Edward J. Thomas - World War II

Below letter is copied from Eddie's letter word for word

Pvt Edward J Thomas
ASN 36576155
3v Co, 153 Inf
Camp Shelby, Miss

Mrs Thurman McCoy
17403 Filer
Detroit (12), Mich.

Camp Shelby, Miss
26 April 1944 Wednesday

Dear Izzy & Mac:

If I had written a letter to you every time I had intended to write
one, you would now have about 25 from me. I started writing one to
you a couple of days ago but was stopped dead. In the office here, we
were under the impression that matters would coast along leisurely until
everybody returned from their furloughs. I was given the night shift
in the office from midnight to 8:00 in the morning just to take care of
any phone calls. This arrangement was very satisfactory because it
would have given me plenty of time to write all the letters I wanted
and to read as much as I pleased. But in the Army all plans involving
me that appeared too good to be true never did materialize. I was later
notified that there was an unexpected amount of work in the office and
that I would have to work during the day time as usual. Most of the
office clerks are on their furloughs and almost all of our office equipment
hasn't arrived yet. Only one sergeant and myself with a few
portables and a meager supply of stationery have to carry on with little
time to do anything else but such dull and monotonous work as making
up lists of men in our regiment, type various fussy orders, check names
and addresses and answer letters and telegrams. It's surprising how
many telegrams are pouring in from furlough soldiers of our organization
who want their leaves extended. They are giving us the biggest crop of
hard luck stories I have ever heard yet. It's just a mixture of broken
bones, sickness, funerals, operations, ruptures, auto accidents, deaths,
marriages, births, and bellyaches. It naturally does seem comical and
fantastic to have so many misfortunes occur during furlough time, but
stranger still, these misfortunes are all being verified by the American
Red Cross, and that of course takes the comicalness out of them.
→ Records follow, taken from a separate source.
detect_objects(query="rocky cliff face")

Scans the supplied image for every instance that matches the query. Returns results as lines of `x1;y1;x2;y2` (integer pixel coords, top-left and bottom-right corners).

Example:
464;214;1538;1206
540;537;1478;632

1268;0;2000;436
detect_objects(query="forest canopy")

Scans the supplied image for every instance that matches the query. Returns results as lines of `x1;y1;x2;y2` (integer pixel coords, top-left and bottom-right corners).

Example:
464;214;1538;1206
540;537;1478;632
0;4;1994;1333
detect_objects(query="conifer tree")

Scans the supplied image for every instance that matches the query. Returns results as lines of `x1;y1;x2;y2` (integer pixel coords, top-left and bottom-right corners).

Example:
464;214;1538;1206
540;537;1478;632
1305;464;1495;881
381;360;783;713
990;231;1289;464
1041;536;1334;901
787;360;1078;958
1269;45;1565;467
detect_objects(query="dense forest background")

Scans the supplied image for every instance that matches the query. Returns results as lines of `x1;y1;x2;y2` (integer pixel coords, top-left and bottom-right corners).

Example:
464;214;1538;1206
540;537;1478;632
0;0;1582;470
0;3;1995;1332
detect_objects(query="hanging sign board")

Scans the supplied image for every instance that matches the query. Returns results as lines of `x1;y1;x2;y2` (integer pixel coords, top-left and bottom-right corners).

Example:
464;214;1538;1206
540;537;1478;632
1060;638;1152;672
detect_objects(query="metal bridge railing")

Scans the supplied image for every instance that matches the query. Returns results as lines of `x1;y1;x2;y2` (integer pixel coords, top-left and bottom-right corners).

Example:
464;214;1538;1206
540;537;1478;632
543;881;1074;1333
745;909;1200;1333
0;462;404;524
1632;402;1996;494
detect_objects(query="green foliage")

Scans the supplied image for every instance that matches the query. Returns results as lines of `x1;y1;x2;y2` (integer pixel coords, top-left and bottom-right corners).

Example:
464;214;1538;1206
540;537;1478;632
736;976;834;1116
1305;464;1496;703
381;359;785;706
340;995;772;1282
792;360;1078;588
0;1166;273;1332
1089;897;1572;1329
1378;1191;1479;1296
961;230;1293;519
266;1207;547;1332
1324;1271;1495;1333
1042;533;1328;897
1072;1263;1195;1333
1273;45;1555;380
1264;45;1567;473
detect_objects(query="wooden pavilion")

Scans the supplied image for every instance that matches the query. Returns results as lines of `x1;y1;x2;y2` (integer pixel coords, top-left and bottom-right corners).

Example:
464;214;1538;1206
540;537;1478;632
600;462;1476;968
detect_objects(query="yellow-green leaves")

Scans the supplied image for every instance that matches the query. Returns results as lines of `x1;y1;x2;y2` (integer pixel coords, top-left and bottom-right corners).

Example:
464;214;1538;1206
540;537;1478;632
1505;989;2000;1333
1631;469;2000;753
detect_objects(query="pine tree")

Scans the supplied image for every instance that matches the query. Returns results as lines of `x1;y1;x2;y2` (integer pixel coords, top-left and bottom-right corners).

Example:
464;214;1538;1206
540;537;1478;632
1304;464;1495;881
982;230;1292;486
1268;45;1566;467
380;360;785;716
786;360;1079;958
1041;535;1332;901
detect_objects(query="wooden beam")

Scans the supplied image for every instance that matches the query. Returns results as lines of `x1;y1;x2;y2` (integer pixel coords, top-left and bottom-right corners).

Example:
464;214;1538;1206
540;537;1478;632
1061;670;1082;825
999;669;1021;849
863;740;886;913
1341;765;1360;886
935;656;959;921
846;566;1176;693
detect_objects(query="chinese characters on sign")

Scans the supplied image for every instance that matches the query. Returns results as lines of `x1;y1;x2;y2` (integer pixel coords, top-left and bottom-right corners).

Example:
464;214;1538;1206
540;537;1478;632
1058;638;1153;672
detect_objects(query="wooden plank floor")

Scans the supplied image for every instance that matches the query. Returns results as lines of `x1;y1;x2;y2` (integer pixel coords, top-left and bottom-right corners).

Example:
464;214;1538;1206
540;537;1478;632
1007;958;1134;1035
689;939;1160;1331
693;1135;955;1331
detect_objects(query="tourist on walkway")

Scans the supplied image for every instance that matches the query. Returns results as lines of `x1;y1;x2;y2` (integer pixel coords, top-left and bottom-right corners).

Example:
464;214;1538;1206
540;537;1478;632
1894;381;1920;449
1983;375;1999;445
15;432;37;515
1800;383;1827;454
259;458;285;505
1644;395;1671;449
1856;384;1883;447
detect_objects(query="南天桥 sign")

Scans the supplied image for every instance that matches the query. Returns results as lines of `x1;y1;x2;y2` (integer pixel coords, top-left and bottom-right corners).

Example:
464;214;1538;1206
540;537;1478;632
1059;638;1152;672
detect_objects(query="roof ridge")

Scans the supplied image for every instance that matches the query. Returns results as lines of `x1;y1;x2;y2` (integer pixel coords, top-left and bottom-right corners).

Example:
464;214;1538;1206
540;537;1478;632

There is quite a difference between Mississippi and the Aleutians.
The first night here, I realized for the first time in a year that there
are suoh troublesome things as mosquitoes, bugs, and moths galore.
It's impossible to sit comfortably near a light without being tickled
by moths or pelted and stung by beetles and mosquitoes. If the States
were as free of insects as the Aleutians, this would be a much better
place to live.

Also I am not as unconscious of the sounds I hear at night as-
I used to. be in the States. I now catch myself listening to the croaking
of frogs and the chirping of crickets. In the Aleutians I was
accustomed only to nights of deathly silence.

Thunder is another sound I had completely forgotten. I had never
heard it ever since I left Greenville, Fa. Now I hearing plenty
of it. It's even crashing and rolling as I write this letter.
The theater here is the first of its kind I have seen in the Army.
It is outdoors with a fence around it. The fence, however, isn't so
high as to prevent anyone on the outside from seeing the high large screen.
Regimental headquarters (the building I work in) is situated about
200 yards off in a grove of pine trees and at night from its windows
it is possible to see and hear the entire show very well. But I prefer
to pay my way in and have a seat close to the screen.

The first night I went to the show, I made the mistake of not taking
my raincoat along. In the middle of the picture, I ran to the exit
ready to go out, but the rain stopped. When I sat down again, the rain
resumed for a while but not too hard to scare me off. It was a good
thing this picture ("Meet the People") wasn't any good or else I would
have considered the evening entirely spoiled. I don't think I like
theaters without roofs and wouldn't attend this one if it weren't for
the fact that the next closest theater is over a mile away. I have
learned to carry a raincoat wherever I go now--no matter how clear the
skies. In spring the weather here is very deceptive. The sun may be
hot and bright and then in a surprisingly short time there is lightning,
thunder, and a deluge such as I have never experienced in the Aleutians.

Your letters of Feb 8 and mr 1 were received in the Aleutians
and your letter of March 21 was received while I was on my way to
Mississippi. I want to thank you for them and want you to know that
I enjoyed reading them very much.

So long, Eddie
P.S. Tell Mom I received her letter of April 9 and the handbag I had
requested. Thanks to everybody for the surprise box of toffies, cigars,
and Hersheys which arrived in good condition. I can barely resist asking
for more Hersheys but must do so because my furlough is coming soon.
As far as I know now, it may come between May 5 and 10.

Just received your letter of April 6. That makes our score 4 to 1.
I'll madly seal my letter and send it off before tbe score becomes 5 to 1.